Environment
Drax campaigners have convictions quashed after 2009 fossil fuel protest
A group of 29 environmental campaigners, who were convicted for their roles in a protest against the fossil fuel industry, have had their convictions quashed.
The Court of Appeal ruled on Tuesday that the convictions were to be overturned because the prosecution did not disclose to the defence that evidence was gathered by an undercover police officer.
Campaigners stopped and occupied a train carrying 42,000 tonnes of coal to the Drax power station in West Yorkshire back in 2009, in a protest against the use of fossil fuels.
The protestors were found guilty for the offence of obstructing engines or carriages on railways, which is an offence under the Malicious Damage Act 1861. They were handed sentences ranging from conditional discharges, financial penalties and community sentences at Leeds Crown Court.
Prosecutors admitted that the barristers acting on their behalf in the trial were responsible for a “catastrophic failure of disclosure”, in which it withheld evidence from the judge and jury.
On Tuesday, the Lord Chief Justice Sir John Thomas, presiding over the appeal with two other judges, told the campaigners, “We have no doubt that this conviction must be quashed.
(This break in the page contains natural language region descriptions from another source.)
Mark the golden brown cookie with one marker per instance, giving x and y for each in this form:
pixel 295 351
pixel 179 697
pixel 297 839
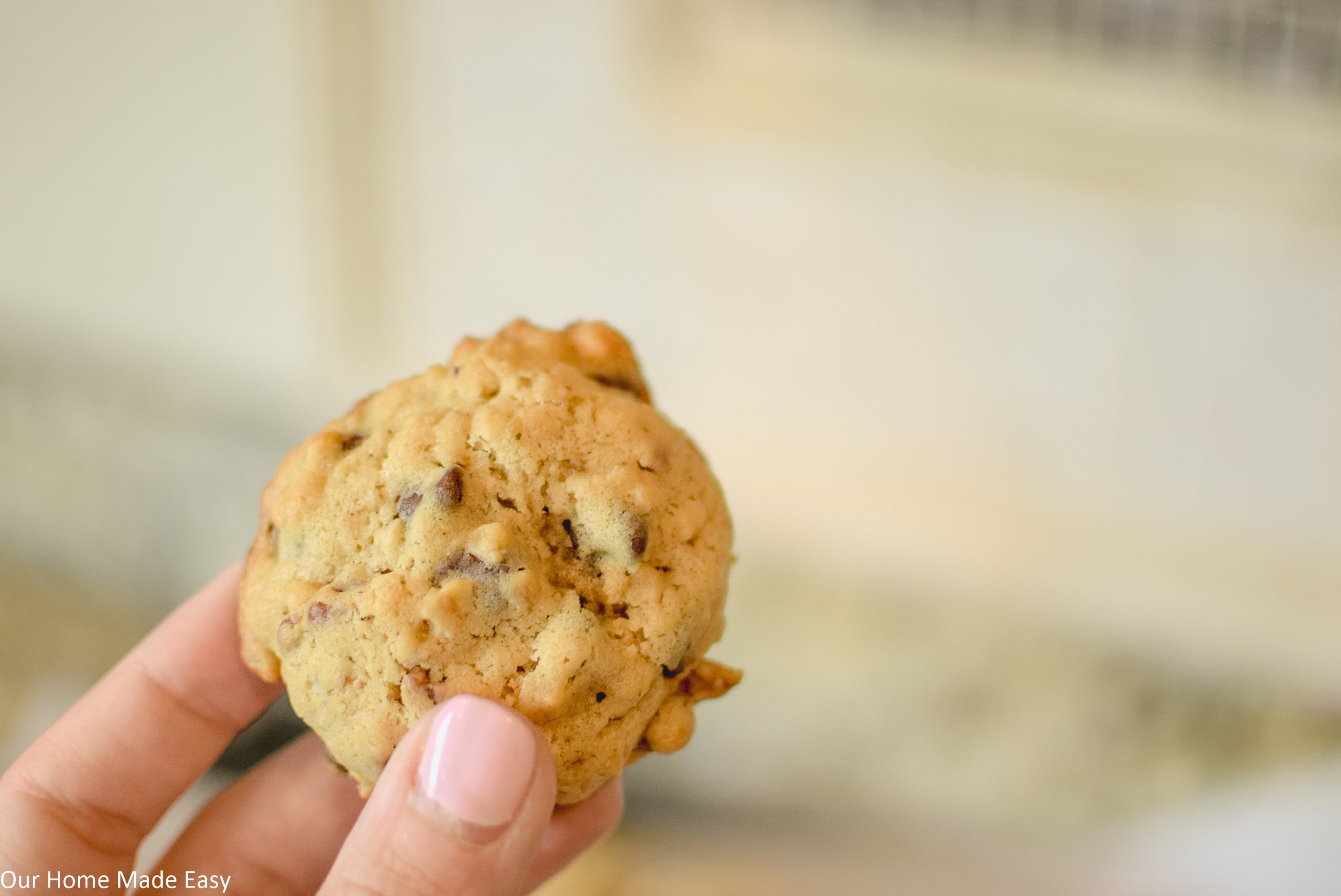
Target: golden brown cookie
pixel 521 525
There was a complete and total failure, for reasons which remain unclear, to make a disclosure fundamental to the defence.”
He also criticised the police, saying that only the courts can decide which documents are redacted in the legal system.
“It is not satisfactory that the police should decide which sections of documents redact and which to make public. That should be a decision for the courts not the police.”
One of the campaigners, Robbie Gillett, said, “Our actions at Drax aimed to stop the burning of fossil fuels in response to the reality of dangerous climate change. As increasingly extreme weather systems wreak havoc on homes, families and communities across the UK, the need to leave existing fossil fuels in the ground remains as pressing as ever.”